Le sous-effectif n’a jamais été aussi important à l’inspection du travail (il y a aujourd’hui moins de 1 700 inspecteurEs du travail), ajoutant surcharge de travail et isolement professionnel à la difficulté inhérente aux contrôles.
L’offensive se déploie aussi sur le terrain idéologique, le gouvernement favorisant lui-même le dénigrement des contrôles en se plaçant du côté des patrons et des exploitants agricoles présentéEs comme les victimes de fonctionnaires tatillons. Les agentEs du ministère du Travail attendent ainsi toujours une condamnation publique des agissements d’agriculteurs venus pendre un sanglier devant l’inspection du travail à Agen en février dernier. Lors de l’assemblée générale, plusieurs collègues ont livré des témoignages glaçants — comme le déboulonnage des vis d’une des roues d’une voiture de service en plein contrôle ou l’accueil par une dizaine d’exploitants agricoles à l’occasion d’un contrôle de routine.
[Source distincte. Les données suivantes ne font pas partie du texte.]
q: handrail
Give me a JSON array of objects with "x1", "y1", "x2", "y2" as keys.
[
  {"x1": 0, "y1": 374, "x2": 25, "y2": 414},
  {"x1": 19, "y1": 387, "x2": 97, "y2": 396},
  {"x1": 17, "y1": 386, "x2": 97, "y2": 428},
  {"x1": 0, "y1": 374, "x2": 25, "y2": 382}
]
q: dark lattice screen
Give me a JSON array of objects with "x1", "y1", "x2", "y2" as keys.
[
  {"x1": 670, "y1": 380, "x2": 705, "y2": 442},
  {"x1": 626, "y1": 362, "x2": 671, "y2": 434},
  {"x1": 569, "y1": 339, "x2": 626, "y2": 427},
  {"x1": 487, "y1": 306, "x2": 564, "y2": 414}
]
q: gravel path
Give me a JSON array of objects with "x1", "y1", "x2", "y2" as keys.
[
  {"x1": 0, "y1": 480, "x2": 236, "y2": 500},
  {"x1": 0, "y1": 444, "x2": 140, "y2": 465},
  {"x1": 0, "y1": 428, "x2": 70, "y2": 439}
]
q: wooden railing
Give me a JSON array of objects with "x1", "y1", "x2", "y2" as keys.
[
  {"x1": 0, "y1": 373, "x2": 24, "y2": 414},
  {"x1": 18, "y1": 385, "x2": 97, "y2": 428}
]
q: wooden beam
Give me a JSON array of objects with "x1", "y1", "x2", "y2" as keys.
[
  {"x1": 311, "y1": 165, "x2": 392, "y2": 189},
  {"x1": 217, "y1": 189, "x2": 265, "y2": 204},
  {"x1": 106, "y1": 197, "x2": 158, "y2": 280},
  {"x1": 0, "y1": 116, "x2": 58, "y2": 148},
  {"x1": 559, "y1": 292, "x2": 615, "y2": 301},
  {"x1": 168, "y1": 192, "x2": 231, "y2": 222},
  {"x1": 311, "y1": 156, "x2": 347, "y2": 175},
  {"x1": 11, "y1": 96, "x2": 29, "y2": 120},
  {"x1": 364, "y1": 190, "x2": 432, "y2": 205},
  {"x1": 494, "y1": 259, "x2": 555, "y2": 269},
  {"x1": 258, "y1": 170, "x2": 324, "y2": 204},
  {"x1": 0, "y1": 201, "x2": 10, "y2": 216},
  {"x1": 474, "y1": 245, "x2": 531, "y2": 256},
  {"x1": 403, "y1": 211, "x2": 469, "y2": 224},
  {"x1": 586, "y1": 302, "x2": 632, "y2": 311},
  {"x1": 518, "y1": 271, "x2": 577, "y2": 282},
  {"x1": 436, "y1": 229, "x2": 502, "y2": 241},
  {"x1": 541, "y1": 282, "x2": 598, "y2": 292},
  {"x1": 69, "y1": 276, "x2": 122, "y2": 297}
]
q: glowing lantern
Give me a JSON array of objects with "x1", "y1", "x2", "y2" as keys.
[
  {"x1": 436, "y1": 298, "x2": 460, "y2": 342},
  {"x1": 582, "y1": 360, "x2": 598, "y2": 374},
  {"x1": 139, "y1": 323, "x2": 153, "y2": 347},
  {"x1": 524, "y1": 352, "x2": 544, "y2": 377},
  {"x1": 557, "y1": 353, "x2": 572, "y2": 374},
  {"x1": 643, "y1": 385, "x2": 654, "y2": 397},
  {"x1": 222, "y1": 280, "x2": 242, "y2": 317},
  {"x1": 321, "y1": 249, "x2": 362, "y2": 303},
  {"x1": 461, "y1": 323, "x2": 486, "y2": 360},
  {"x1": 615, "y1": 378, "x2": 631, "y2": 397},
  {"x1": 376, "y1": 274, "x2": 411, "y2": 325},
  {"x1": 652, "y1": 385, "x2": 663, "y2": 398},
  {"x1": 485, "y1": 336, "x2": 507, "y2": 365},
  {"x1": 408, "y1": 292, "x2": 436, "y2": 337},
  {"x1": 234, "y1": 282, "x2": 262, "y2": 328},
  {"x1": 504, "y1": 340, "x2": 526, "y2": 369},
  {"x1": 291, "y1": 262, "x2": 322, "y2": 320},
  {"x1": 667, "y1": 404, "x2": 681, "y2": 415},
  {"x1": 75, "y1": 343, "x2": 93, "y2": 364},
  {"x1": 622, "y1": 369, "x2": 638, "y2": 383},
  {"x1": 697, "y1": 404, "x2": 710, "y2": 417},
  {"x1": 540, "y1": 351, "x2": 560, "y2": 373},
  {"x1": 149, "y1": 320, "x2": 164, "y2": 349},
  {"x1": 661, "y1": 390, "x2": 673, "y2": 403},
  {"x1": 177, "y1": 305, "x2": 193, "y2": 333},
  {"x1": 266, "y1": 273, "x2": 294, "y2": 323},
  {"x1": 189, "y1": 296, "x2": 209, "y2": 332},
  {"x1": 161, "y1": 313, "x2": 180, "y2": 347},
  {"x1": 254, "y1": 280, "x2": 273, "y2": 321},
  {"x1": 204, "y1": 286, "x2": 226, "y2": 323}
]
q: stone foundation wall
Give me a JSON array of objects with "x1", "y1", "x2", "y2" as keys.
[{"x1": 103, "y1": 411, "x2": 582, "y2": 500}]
L’inspection du travail, c’est nous !
C’était l’un des autres objectifs de cette journée : ne pas laisser à l’État le monopole de la commémoration. Cyniquement, des rassemblements étaient en effet organisés le 2 septembre dans les départements en présence des préfetEs et directeurEs du travail, érigeant Sylvie et Daniel en héros de la République, alors qu’à l’époque les meurtres avaient été qualifiés par le gouvernement de faits divers illustrant les déboires des agriculteurEs. Parmi les agentEs désormais, la conviction que l’inspection du travail ne tient que grâce à elleux-mêmes et que rien n’est à attendre de la hiérarchie est bien ancrée : l’enjeu dans les prochains jours sera de consolider ce rapport de forces, avec en perspective la journée de grève du 1er octobre, pour faire reculer une politique désastreuse déjà battue dans les urnes en juillet dernier.